The Lexus Ad-Machine has been churning out advertisements for the new Lexus NX200t F Sport, recently, insinuating a sporting feel. Lexus has been making ads like this for some time now, claiming its cars are sportier than anything from Germany. They even specifically call out brands sometimes. It’s a bit ballsy of Lexus to call out the Germans, especially with its reputation for making vanilla snooze-mobiles for decades now. I could understand if Lexus was backing up these claims by making truly sporty cars, but with something like the NX200t, no one should to take Lexus seriously. And most of the U.S. magazines have been quite critical of the NX200’s driving experience.

I’m sure the NX is fine, by crossover standards. It’s probably comfortable, quiet, luxurious and fast enough for most buyers. But what it isn’t, is sporty.


Despite what Lexus may claim about the NX being the sportiest car in the segment just by pointing to its face, it’s still a 4,000 lb, FWD based crossover. It isn’t going to be the paradigm of handling and performance. Even in its sportiest trim, the NX200t F Sport with a 2.0 liter, turbocharged four-cylinder is still only capable of getting to 60 mph in 6.9 seconds. For comparison’s sake, the BMW X1 xDrive28i can hit 60 mph in 6.2 seconds and only weighs 3,800 lbs.


This is no surprise, however.
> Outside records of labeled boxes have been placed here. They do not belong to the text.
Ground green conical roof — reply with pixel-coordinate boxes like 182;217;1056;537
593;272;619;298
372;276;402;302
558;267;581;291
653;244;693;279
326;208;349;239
Despite the claims by Lexus, its German rivals have always been better performers, especially BMW. It isn’t disappointing to see the Lexus underperform compared to the bimmer, the real problem is the price. While Lexus cars were never the better performers, they were always great value propositions. You could always get a Lexus, with far more options, for the same price and sometimes even less than the comparable BMW. Not so much the case anymore, as the starting price for the NX200t F Sport is $38,905 compared to the X1 xDrive28i M Sport’s $35,700 starting price tag.


Both have 2.0 liter engines, 8-Speed autos, all-wheel drive, and leatherette as standard. The X1 is faster, gets better MPG (22/33 versus the Lexus’ 22/27 MPG) handles far better and doesn’t have that pinched face, all for $3,200 less. Which seems like the better value proposition to you?

Lexus surprised a lot of people with the LFA, which is a hardcore supercar with racing technology in it. Then the new GS came out and was surprisingly good, followed by the IS which was also surprisingly good. But judging by the test drives, they seem to have dropped the ball with the NX crossover.